The government’s main snapshot of the labor market showed employers added 120,000 jobs in March, half the upwardly revised number of the month before. That snapped a three-month streak of 200,000-plus jobs growth, the economy’s best showing since 2006. There were bright spots: Wages inched up and governments cut just 1,000 jobs, suggesting the drag from big public-sector cutbacks is easing.
Friday’s report stirred fears of a repeat of what happened in the early part of the past two years, when signs of strength petered out as months ticked by.
Retail-store employment dropped by 34,000, despite a recent rise in consumer spending, while construction payrolls fell by 7,000. Temporary-help jobs, often a bellwether of the job market’s direction, fell by 7,500 after rising by nearly 55,000 in February.
Other important data:
- Payroll employment in March rose only 120,000. The net revision was only +4,000 for the prior two months.
- Government employment was -1,000. Private employment rose 121,000 in March.
- Both household employment and the labor force fell in March. The unemployment rate dropped to 8.2%.
- Construction employment fell for a second consecutive month.
- The diffusion index remained good at 59.6.
- Average hourly earnings rose 0.2%, same as in February.
David Rosenberg adds:
What else? Well, what is important are the forward-looking indicators within the report. First, for the first time in a long while, there were virtually no upward revisions to the back data (these tend to feed on themselves). Second, the workweek contracted — hours tend to lead bodies. Third, temp agency employment dipped 7.5k, stopping an eight-month string of gains in its tracks. When the head hunters start to chop heads, it’s rarely a constructive signpost as far as hiring intentions are concerned (indeed, Challenger hiring announcements in March collapsed 8.8% from year-ago levels).

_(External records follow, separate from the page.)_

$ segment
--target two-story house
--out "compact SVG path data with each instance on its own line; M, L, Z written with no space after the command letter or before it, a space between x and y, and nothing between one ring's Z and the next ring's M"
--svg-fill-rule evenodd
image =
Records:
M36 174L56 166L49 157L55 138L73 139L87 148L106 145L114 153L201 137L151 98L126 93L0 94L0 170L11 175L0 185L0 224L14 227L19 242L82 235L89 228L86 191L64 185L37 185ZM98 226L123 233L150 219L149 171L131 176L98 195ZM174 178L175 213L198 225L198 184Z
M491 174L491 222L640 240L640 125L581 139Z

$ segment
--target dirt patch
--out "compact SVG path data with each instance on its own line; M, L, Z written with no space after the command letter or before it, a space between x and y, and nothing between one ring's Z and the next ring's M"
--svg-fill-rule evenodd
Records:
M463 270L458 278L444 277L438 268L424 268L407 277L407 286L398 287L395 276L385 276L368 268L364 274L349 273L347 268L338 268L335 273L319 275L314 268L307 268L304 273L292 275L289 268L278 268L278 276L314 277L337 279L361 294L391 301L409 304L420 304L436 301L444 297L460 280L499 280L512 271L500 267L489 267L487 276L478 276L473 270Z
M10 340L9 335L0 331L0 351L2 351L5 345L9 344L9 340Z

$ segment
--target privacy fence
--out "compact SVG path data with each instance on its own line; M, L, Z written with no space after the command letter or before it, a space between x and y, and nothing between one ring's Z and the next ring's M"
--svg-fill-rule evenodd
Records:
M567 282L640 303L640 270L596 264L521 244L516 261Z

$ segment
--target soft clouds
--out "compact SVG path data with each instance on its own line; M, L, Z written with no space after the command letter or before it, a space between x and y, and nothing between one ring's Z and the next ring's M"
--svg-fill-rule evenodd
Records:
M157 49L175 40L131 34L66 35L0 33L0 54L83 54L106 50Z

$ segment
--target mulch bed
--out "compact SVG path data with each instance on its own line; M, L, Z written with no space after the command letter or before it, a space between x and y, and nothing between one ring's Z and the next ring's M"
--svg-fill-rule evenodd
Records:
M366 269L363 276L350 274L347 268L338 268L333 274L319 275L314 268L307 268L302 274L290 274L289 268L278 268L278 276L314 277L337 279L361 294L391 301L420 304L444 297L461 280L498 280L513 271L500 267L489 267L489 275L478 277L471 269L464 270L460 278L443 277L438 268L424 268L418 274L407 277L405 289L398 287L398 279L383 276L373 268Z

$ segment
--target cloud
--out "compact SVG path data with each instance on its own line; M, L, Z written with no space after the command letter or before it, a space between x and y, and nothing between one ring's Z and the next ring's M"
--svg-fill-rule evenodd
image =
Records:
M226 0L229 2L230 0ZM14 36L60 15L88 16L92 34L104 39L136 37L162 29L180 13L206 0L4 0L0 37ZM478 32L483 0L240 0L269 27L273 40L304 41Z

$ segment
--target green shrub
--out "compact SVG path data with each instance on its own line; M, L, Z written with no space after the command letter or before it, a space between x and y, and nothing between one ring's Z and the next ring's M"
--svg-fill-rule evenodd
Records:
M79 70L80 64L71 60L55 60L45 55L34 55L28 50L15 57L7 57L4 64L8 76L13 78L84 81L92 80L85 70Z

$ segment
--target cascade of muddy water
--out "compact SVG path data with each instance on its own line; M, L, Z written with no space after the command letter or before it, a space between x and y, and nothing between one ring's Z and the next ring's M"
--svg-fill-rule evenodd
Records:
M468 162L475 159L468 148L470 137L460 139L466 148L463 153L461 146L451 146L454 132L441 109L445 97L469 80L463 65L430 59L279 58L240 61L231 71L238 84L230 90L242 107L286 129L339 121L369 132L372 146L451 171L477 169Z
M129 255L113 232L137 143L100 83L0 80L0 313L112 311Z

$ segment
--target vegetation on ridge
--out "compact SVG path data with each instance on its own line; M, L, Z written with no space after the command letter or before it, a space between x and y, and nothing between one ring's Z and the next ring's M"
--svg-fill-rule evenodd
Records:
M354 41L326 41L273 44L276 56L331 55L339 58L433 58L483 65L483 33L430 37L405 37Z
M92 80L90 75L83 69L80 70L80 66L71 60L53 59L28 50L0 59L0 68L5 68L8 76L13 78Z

There is nothing in the employment report that changes my view expressed in FACTS & TRENDS: The U.S. Consumer About to Retrench published April 2nd. Hourly earnings have accelerated some in recent months but remain within the 1.5% YoY growth assumed for the rest of 2012.
Credit outstanding rose again in February, primarily due to increased car loans as pent up demand, high gas prices and low rates incite consumers to upgrade their aging cars.
Revolving credit, which includes credit-card debt, fell a seasonally adjusted $2.21 billion in February to $798.64 billion, Federal Reserve data showed Friday. That follows a $2.95 billion decrease in January.
Still, overall consumer credit outstanding grew by $8.73 billion to $2.522 trillion. The rise followed big gains in November, December and January as consumers took on debt to buy cars and pay for education.
Nonrevolving credit–which includes car loans and student loans–was up $10.94 billion, to $1.723 trillion.
A BREAK FROM OIL?
WTI is down 7% since its $109 February peak but average gas prices rose 6% since. Brent prices have been stable in the last 6 weeks.
U.S. RAIL TRAFFIC SLOWS A LITTLE
U.S. railroads originated 1,123,298 total carloads in March 2012, down 5.8% from the same period in 2011. Coal and, to a lesser extent, grain were the main reasons for the decline. Excluding coal and grain, U.S. rail carloads were up 4.4% in March 2012 over March 2011, though the 4.4% gain is the smallest gain for this category of rail traffic in six months.
Intermodal remained strong in March. U.S. railroads originated 928,350 containers and
trailers in March 2012, up 3.5% over March 2011. Average weekly U.S. intermodal loadings in March 2012 were the highest of any March in history.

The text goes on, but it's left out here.